Subject: Information System Science
Title: Selecting an Optimal Stream Processing Tool in an E-commerce Environment
Abstract:
The rapid growth of data volume and velocity in e-commerce has heightened the demand for real-time
analytics and adaptive business strategies. Selecting an optimal stream processing tool is critical, yet
challenging, due to the wide array of available platforms and the complexity of requirements in modern
e-commerce environments. This thesis addresses the gap by applying a structured decision-making framework,
based on the Analytic Hierarchy Process (AHP), to guide e-commerce organizations in evaluating
and selecting stream processing tools aligned with their operational and strategic needs.

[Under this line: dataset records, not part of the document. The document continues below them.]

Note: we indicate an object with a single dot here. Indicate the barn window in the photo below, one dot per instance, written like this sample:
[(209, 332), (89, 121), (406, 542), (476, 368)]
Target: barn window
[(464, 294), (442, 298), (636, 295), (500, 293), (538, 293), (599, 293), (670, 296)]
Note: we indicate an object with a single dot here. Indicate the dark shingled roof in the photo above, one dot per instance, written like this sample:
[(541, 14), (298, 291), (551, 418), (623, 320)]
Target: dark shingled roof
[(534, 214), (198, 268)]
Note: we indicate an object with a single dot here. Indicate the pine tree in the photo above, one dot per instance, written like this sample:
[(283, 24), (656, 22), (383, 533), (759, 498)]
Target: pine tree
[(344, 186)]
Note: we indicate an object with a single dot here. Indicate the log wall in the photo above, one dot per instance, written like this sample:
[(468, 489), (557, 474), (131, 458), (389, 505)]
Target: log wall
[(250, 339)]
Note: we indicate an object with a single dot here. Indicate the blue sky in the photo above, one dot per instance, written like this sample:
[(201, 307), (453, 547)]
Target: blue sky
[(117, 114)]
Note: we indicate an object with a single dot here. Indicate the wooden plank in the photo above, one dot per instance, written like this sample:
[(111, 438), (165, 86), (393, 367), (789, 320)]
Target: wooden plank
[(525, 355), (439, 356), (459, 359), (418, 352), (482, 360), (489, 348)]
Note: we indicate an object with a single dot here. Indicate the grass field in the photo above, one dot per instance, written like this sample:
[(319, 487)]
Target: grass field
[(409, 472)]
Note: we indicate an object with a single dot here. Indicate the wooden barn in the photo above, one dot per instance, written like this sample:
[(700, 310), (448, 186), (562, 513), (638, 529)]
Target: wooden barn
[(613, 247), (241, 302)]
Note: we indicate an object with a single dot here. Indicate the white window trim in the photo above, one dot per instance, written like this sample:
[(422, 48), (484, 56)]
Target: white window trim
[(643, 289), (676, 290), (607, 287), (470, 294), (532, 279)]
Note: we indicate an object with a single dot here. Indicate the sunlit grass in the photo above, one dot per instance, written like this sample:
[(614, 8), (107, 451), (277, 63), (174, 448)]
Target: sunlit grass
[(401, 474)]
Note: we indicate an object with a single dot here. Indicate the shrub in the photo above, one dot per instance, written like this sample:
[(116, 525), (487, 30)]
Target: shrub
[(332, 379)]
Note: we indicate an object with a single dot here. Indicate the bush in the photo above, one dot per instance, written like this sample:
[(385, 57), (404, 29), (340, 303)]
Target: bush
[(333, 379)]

The research employs a multi-method case study within an European e-commerce company, combining
qualitative data from stakeholder interviews, documentation analysis, and observations, with quantitative
pairwise comparisons to establish and weight key selection criteria. Six stream processing platforms:
Apache Flink, Apache Spark Structured Streaming, Apache Kafka Streams, Apache Storm, Apache Samza,
and Google Cloud Dataflow are systematically evaluated against criteria such as fault tolerance, performance,
state and event handling, integration, operability, and cost within a dynamic pricing case study. The
findings demonstrate how a criteria-driven methodology can support organizations in making informed and
context-aware technology choices.
Key words: Stream processing, E-commerce, Real-time analytics, Analytic Hierarchy Process
(AHP), Tool selection, Dynamic pricing